By: Robert Carson, Professor of Geology emeritus Whitman College
What are the Blues? Those mountains just south and east of Walla Walla. The Blues are a long anticlinal ridge composed mostly of basalt flows. This ridge, which stretches from Clarno, Oregon to Clarkston, Washington, is the northernmost portion of the Blue Mountains physiographic section, itself part of the Columbia Plateau physiographic province, which is characterized by young volcanics. Beneath the Miocene flood basalts are limited outcrops of exotic terranes from near Asia, granite that resulted from melting during a plate tectonic collision, Eocene rocks resembling today’s Cascade volcanics, and Oligocene ash similar to what Yellowstone erupts. Not high enough to have been glaciated like the Wallowas, the Blues consist of upland plateaus cut by deep V-shaped canyons like those along the two forks of the Walla Walla River.
Our mountains have magnificent forests, with western juniper at the base and subalpine fir at the top. Other dominant conifers include ponderosa pine, Douglas-fir, lodgepole pine, grand fir, western white pine, Engelmann spruce, and the deciduous western larch whose needles turn brilliant yellow in autumn. Special to the Blues, because of limited precipitation, is the grass-tree mosaic, with dense forests on north- and east-facing slopes, and meadows rich in wildflowers on south-and west-facing inclines. This mixture of grassland and forests provides critical habitat for many birds, large mammals, and other animals.

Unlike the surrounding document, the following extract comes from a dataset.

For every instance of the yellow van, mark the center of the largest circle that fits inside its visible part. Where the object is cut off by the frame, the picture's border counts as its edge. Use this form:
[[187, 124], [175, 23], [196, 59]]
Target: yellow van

This coffee-table book includes a foreword by Don Snow, an afterword by Scott Elliott, and poems by Katrina Roberts and Janice King. Duane Scroggins, Bill Rodgers, and many others have contributed hundreds of magnificent photographs. Donald Worster, America’s preeminent living environmental historian, wrote, “Led by geologist Robert Carson, a diverse group of writers and photographers have collaborated to reveal this superb piece of our natural heritage. They give us reliable facts, stunning images, and a deep love of landscape. What a feast for the mind and eyes! How could such a place have survived for so long in our midst, resisting our seeming insatiable hunger for land and all its products? An intense devotion among a small number of people is the answer. I hope this book increases that number of devotees exponentially. It has put the Blues at the top of my list of natural wonders to explore.”